Can someone help me with usign the make_forecasting_frame function? I have a dataset with columns "date", "shop id" and "quantity sold". How can I generate a forecast frame with tsfresh features?
Navaneeth Sen
@Navaneethsen

Hi, I would like to get some pointers in using tsfresh with databricks. I tried to create the grouped dataframe and was trying to run the below command

features = spark_feature_extraction_on_chunk(df_grouped, column_id="id", column_kind="kind", column_sort="date", column_value="value", default_fc_parameters=ComprehensiveFCParameters())
features.show()

This process is not finishing even after 2 hours.. I have 2,800,000 rows in my original dataframe with 13 starting features.

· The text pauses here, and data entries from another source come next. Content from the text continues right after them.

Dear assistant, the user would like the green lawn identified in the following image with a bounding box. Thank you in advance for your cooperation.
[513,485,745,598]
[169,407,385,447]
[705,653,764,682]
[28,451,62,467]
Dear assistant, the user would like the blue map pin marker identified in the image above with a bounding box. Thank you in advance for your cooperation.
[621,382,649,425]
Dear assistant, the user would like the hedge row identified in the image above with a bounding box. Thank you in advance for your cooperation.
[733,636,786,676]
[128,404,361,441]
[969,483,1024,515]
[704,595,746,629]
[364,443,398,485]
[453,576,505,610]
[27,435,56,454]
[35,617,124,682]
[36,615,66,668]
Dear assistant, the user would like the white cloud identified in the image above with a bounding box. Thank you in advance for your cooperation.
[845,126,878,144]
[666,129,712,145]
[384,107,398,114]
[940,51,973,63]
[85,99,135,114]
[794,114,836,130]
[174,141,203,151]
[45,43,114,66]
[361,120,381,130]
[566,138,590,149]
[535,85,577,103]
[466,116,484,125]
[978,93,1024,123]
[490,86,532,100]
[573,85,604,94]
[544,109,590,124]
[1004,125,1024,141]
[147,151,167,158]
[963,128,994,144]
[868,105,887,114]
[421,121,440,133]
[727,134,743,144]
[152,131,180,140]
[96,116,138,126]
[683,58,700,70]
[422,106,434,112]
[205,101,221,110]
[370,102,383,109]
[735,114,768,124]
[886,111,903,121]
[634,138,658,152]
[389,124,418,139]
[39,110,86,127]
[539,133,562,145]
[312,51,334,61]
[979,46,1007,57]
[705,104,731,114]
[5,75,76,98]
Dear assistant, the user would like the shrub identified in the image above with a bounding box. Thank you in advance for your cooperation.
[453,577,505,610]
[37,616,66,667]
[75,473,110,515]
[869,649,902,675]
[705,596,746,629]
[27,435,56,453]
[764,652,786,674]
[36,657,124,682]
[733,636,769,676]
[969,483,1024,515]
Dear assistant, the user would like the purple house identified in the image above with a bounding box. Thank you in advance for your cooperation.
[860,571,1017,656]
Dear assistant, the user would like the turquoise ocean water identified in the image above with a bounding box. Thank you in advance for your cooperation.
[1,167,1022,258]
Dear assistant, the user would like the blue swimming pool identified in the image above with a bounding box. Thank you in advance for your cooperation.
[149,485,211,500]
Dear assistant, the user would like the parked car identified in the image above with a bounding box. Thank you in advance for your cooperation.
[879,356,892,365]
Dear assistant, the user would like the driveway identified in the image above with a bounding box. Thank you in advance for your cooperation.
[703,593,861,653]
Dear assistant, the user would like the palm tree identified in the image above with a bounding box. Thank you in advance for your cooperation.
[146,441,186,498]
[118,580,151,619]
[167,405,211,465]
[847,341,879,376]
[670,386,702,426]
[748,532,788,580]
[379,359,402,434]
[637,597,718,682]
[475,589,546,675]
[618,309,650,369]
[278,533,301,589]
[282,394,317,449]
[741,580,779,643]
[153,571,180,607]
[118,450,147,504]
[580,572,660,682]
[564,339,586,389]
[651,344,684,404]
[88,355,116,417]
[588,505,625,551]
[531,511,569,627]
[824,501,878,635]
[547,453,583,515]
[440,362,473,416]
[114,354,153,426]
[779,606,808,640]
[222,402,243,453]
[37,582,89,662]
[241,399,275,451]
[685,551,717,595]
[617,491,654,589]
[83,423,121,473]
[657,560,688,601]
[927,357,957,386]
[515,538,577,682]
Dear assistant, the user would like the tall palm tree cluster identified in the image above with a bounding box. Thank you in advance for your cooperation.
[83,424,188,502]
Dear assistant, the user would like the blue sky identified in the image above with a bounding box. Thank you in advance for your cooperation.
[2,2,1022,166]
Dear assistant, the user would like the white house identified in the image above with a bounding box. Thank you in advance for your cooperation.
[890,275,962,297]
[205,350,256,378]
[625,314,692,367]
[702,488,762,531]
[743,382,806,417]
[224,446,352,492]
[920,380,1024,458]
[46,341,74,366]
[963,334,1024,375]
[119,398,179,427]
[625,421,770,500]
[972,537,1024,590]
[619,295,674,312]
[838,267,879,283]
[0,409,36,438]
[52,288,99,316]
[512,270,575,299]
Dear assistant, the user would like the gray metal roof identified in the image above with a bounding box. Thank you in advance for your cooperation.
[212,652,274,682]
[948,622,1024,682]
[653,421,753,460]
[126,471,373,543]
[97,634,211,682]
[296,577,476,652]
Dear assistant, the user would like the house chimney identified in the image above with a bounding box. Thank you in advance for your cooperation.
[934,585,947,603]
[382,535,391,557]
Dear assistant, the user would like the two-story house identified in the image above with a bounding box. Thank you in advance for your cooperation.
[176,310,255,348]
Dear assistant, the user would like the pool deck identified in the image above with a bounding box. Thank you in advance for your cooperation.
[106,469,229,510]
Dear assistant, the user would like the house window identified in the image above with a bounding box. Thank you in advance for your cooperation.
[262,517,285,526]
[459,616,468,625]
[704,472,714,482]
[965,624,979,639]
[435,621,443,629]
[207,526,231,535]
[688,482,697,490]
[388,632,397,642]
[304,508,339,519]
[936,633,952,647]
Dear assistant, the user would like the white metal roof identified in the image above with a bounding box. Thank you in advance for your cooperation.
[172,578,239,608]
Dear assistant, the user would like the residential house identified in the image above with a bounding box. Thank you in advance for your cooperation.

Can someone point me to the right docs to get this working on databricks?

jsnleong
@jsnleong
Hi everyone, happy to be part of the community. I have some issues with time-sseries forecasting using TSFresh.
I have data spanning over 3 years but the data points are not equally spaced. I would like to create windows of 2 weeks each. However, for the notebook examples on your site, I realised that it is creating windows of different sizes from my min_timestamp to max_timestamp. Eg. if my min=5, max=20, it creates a window of 1 - 20 Jan, 2 - 20 Jan, 3 - 20 Jan, ... etc up to 20 - 20 Jan.
Why does it create such a window? I was hoping it creates a single window 1 - 20 Jan, then subsequent windows would be 2 - 21 Jan, etc
Hope someone can advice on this, thank you so much
Ghayth AlMahadin
@ghayth82
the equation used to calculate cid_ce is different from the original paper as the upper limit of sum is (n-1) in the paper while you put (n-2lag) in the documentation?
any idea why?
binxiaoxiaobin
@binxiaoxiaobin
hello guys, there are an exception like"malformed node or string" thrown, I got the sklearn pipeline to do the work, it is said that the reason maybe is the featurenames use quotes, like "z_earth_useragg_linear_trendfagg"var"_chunk_len_50__attr"slope"" . Now, I want to know how to fix this. thx a lot.
Christian Hacker
@christianhacker

Greetings,

I'm trying to get a custom feature nolds.lyap_e working with tsfresh, but I don't think it qualifies as either a simple or combiner feature extractor. What it does is calculate n lyapunov exponents for a 1D timeseries, where n is variable . So the result should be multi-output ($n$) like a combiner, but it only uses 1 set of params like a simple feature extractor. I can't really think of an easy way to get this working.

Any ideas?

ff12353
@ff12353
Hello everyone, I have following problem with feature extraction: 'MultiprocessingDistributor' object has no attribute 'pool'. Maybe someone can tell me why this error message comes up.
jillyu3
@jillyu3
Hello everyone, can someone explain the p-value that is calculated in the back ground of the feature selection function?
Marble90
@Marble90

Hi everyone,

I have a problem with reordering my data frame to a form that tsfresh can understand it. There are 2 different links that make me confused:
first the explanation in :
Features dataframe with tsfresh is totally different from the thing described in :
blue-yonder/tsfresh#213
In the first link, one feature from timestep 0 to N is considered as a separate id. BUT in the second link, feature 1 to N in a single timestep is considered as a separate id. Which one is correct?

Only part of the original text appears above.